Bisnis.com, JAKARTA - Standar Hutan Hujan Tropis (Rainforest Standard) diharapkan dapat menjadi peraturan baku terkait perdagangan karbon sebagai upaya pendanaan alternatif untuk mencegah deforestasi.
Ahli konservasi dari Universitas Colombia Rebecca Johnson menuturkan laju deforestasi mencapai 12 juta ha per tahun dan menyumbang 12-15% terhadap emisi gas rumah kaca secara global. Untuk itu, diperlukan pendekatan baru guna menekan emisi dari deforestasi dan penggundulan hutan.
"Caranya dengan menguangkan hutan yang masih lestari atau forest carbon credits," ujarnya dalam diskusi berjudul The Rainforest Standard: Strenghtening Indonesia's Climate Change Mitigation Capacity, Selasa (23/7/2013).
Dengan demikian, lanjutnya, masyarakat adat atau pun pemilik lahan konsesi dapat memperoleh pendapatan tanpa melakukan penebangan hutan, yakni dengan penjualan karbon. Namun, diperlukan suatu standar sebagai panduan dan rujukan transaksi bernilai ekonomis tersebut.
"Dalam 2 tahun terakhir kami mengembangkan Rainforest Standard (RFS) sebagai rujukan dalam mencari mekanisme pembiayaan inovatif guna mengurangi deforestasi," kata Johnson.
Kajian RFS dilakukan di sejumlah negara Amerika Selatan, seperti Bolivia, Ekuador, COlombia, Brazil, dan Peru. Adapun implementasi di Asia baru mulai diterapkan dan diadaptasi di Indonesia.
Harry Alexander, peneliti Research Center for Climate Change Universitas Indonesia, menilai RFS merupakan rujukan yang tepat untuk mengimplementasikan perdagangan karbon di Indonesia. Pasalnya, RFS mengakui hak atas karbon berdasarkan kepemilikan hutan baik oleh perusahaan selaku pemegang konsesi maupun oleh masyarakat adat.
"Masyarakat adat lemah dari sisi legalitas. Tapi di sini keberadaannya sebagai entitas diakui secara legal," ujarnya.

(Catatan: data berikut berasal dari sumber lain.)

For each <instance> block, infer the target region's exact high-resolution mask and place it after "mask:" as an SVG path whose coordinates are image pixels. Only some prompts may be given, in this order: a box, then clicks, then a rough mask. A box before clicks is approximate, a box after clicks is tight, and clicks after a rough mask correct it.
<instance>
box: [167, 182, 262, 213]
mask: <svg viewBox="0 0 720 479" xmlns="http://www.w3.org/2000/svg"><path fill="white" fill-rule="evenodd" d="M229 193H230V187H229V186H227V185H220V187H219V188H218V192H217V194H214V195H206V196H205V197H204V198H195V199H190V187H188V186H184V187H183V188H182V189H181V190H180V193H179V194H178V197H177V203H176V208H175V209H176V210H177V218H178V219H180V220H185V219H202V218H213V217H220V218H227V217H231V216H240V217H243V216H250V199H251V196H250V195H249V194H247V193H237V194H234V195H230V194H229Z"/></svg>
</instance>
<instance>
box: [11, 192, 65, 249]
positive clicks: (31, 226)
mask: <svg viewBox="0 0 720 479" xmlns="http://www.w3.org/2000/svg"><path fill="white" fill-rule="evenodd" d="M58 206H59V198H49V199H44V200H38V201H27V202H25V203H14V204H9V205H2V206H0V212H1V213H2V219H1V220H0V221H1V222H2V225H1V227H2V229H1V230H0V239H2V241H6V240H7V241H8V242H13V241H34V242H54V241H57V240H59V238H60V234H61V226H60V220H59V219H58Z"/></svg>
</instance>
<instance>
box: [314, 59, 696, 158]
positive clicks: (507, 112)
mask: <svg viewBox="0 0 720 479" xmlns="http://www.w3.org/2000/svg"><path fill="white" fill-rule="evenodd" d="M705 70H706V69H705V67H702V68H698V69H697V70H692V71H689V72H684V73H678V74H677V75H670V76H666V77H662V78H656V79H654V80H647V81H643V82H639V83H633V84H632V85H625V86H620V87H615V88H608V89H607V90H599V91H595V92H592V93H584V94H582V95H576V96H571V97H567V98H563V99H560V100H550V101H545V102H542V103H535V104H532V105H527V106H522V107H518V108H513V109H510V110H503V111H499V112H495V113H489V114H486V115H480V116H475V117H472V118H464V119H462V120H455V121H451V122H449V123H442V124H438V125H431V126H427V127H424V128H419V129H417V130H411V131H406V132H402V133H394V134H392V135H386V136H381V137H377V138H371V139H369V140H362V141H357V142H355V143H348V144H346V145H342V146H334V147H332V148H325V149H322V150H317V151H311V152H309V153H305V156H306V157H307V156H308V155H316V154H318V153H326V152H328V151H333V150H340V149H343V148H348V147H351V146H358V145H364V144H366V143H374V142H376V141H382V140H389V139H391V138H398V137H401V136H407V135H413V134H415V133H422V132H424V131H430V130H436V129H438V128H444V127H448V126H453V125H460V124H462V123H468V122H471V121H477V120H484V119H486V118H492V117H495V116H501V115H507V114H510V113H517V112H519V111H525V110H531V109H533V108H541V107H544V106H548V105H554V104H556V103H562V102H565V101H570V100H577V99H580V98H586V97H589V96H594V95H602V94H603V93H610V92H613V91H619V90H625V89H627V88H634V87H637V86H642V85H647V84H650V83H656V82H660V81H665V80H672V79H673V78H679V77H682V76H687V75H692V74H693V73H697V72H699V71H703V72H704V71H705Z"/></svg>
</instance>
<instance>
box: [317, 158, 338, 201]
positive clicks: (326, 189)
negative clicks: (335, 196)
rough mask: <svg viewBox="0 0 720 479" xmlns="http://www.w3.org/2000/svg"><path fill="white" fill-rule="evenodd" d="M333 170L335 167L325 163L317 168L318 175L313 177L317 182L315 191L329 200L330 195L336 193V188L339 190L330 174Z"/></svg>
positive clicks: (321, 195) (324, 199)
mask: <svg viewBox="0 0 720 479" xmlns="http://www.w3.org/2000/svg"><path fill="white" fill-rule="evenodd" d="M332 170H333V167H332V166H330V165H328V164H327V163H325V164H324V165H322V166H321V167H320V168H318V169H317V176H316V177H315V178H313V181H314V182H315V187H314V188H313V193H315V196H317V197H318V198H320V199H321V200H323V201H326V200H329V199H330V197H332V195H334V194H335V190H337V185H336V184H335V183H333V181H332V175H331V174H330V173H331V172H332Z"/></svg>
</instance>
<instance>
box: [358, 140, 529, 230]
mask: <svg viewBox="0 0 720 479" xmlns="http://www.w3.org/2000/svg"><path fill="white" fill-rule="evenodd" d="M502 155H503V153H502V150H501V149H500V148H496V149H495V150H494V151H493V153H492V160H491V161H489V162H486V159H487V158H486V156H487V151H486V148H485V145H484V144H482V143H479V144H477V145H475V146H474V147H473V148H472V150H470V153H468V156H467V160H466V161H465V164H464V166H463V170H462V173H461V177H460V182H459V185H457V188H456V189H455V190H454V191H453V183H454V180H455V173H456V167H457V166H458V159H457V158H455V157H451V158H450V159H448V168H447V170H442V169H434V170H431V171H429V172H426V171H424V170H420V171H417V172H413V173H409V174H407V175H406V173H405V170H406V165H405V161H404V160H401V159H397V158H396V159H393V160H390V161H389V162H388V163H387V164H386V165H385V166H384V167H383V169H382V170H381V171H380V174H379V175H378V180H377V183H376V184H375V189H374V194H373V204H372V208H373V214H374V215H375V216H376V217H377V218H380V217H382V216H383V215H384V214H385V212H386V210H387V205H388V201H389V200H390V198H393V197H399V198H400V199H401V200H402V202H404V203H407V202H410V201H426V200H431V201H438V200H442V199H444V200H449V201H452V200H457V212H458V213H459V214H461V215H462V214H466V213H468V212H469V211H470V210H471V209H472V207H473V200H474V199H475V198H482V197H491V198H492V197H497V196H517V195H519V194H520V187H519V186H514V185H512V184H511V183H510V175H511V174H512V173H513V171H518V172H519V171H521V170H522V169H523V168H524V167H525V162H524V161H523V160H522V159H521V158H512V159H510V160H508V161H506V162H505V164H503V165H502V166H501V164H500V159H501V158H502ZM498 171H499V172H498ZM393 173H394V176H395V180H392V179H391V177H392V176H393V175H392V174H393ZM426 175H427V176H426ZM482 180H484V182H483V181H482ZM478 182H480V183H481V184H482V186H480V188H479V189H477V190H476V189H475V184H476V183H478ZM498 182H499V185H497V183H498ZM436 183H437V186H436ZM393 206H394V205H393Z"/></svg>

Dalam perdagangan karbon, lanjut Harry, pemerintah sebaiknya hanya berperan sebagai regulator. Dengan demikian, pemerintah dapat melakukan pengawasan dan menetapkan aturan-aturan terkait transaksi jual-beli karbon, misalnya tarif carbon tax.
Pemerintah kan katanya mau jual karbon yang di taman nasional dan hutan negara, lalu meminta bagian 30% dari carbon pooling untuk dijual. Menurut saya, pemerintah jadi regulator saja lah," tutur Harry.
Harry menambahkan saat ini pasar karbon dunia memang tengah lesu, terutama terkait resesi Eropa dan turbulensi perekonomian Amerika Serikat. Namun, dalam 10-20 tahun mendatang, alternatif tersebut dinilai sangat potensial. Di pasar global, karbon dihargai dalam kisaran US$2-10/ton tergantung negosiasi dan permintaan pasar.
"AS itu potensial buyers. Kalau kita adaptasi RFS, transaksi carbon trading dengan mereka menjadi sangat potensial," ujarnya.
Saat ini, perdagangan karbon masih bersifat sukarela (voluntary). Pasalnya, pembahasan di forum UNFCCC dan REDD+ sebagai wadah yang diharapkan menjadi mandatory carbon market masih menemui jalan buntu.